Finally it start working.... No idea what was happening or what expect
to receive the other server. It just start working but not idea which
was the problem :( Thank you very much for your help.
El 21/6/19 a las 23:07, Viktor Dukhovni escribió:
On Thu, Jun 20, 2019 at 12:43:22PM +0200, David López wrote:
postfix/smtp[]: : to=<em...@domain.com>,
relay=MXhost[xxx.xxx.xxx.xxx]:25, delay=2190,
delays=2186/0.03/3.9/0.13,
dsn=4.7.0, status=deferred (host MXdomain[xxx.xxx.xxx.xxx] said: 403
4.7.0 not authenticated (in reply to MAIL FROM command))

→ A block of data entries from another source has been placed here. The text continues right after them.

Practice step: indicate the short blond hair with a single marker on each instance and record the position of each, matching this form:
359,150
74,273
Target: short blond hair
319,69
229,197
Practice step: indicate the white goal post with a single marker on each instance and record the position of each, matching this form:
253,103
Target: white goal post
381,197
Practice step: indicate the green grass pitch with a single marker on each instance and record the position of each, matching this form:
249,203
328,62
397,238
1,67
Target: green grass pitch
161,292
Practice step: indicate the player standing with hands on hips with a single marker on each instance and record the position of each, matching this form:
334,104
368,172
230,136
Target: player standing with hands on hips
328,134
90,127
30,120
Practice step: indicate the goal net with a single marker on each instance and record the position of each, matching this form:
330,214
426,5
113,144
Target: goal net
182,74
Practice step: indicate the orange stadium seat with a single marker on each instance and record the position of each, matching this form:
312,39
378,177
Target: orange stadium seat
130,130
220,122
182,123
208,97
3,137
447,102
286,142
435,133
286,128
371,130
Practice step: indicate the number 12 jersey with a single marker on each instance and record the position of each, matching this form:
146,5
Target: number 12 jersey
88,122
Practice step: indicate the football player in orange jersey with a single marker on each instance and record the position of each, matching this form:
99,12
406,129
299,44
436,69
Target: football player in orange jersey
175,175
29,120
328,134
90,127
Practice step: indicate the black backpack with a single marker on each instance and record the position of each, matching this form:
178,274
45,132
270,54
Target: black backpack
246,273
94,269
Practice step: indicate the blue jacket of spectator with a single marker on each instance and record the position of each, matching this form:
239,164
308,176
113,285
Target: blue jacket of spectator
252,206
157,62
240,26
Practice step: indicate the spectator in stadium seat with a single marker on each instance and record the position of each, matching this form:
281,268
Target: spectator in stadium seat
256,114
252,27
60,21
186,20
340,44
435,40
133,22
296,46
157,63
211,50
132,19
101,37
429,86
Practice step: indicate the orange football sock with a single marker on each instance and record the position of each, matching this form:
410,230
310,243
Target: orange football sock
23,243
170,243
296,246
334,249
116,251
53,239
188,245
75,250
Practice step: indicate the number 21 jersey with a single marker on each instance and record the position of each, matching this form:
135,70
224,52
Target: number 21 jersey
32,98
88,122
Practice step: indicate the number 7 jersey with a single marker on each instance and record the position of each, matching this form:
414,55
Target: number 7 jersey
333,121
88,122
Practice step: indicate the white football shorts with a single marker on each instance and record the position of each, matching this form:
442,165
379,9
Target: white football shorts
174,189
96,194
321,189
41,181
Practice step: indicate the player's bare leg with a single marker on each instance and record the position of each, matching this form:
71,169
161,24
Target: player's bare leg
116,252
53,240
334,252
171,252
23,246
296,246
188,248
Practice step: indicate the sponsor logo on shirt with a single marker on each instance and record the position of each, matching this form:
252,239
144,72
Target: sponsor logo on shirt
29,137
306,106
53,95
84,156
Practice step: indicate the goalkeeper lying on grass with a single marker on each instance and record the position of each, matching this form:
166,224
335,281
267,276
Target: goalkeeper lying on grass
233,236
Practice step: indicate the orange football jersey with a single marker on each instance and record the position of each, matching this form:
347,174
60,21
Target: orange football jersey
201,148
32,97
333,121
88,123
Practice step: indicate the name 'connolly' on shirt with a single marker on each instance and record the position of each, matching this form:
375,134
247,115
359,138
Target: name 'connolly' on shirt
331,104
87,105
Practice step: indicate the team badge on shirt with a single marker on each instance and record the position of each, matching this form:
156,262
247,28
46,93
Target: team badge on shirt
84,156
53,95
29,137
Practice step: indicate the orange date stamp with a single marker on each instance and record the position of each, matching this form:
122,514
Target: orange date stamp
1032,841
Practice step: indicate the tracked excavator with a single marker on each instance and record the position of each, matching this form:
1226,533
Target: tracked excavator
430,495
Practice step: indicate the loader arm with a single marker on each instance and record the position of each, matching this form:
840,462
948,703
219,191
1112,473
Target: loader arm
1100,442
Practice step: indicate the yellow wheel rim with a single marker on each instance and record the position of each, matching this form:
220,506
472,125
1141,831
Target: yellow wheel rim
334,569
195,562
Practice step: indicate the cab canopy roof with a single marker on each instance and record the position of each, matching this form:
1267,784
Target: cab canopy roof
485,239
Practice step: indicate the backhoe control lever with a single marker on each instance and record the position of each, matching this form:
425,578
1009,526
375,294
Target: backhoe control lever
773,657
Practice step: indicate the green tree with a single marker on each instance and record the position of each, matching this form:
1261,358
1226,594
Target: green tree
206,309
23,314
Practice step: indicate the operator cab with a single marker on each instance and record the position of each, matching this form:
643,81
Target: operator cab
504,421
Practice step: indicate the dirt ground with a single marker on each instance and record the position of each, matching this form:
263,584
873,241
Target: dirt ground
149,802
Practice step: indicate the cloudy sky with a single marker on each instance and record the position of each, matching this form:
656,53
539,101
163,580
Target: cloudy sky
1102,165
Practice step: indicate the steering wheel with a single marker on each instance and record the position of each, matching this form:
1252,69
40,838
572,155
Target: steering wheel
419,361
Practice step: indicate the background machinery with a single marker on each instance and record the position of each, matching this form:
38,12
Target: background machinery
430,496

The error message is from the server, which expects your client to
present authentication credentials. Which ones depends on what
the server operator documents as the expected means for clients
to prove they are one of the ones authorized to access the server.
I get a log server from the other side.
Is there any documentation that explains what the remote server
expects as client credentials? Have you asked the server operator
to clarify?
STARTTLS=server, relay=DOMAIN [xxx.xxx.xxx.xxx], version=TLSv1/SSLv3,
verify=NO, cipher=ECDHE-RSA-AES256-SHA, bits=256/256
This is not useful. You're still tilting at the TLS windmill, but
there's no information to suggest that TLS is relevant.
So maybe the problem is here. It expects connect from fqdn and it
arrives from domain? Is strange because I see in the handshake is
showed with fqdn, but connects from domain.
This is irrelevant.
I checked mydomain, smtpbanner, myhostname and I think is ok but still
get deferred while sending.
The server's error message said the client is *authenticated*, don't
waste your time on unrelated issues.
On Fri, Jun 21, 2019 at 10:29:22PM +0200, David López wrote:
It seems from the other side logs that the problem is that "No certificate
was presented."
That's normal. Don't waste your time on distractions. There is
ONLY ONE relevant question, namely:
* What type of client authentication does the remote server
expect and accept?
Everything else is a distraction. Now it is possible (though very
much not common) that a client certificate is expected, but then
there would need to be some sort of published process for the client
to enroll for one issued by the server operator, or provide the
operator with an existing one they can register.
The server is access controlled, you can only use it with the
credentials that the server operator documents as acceptable.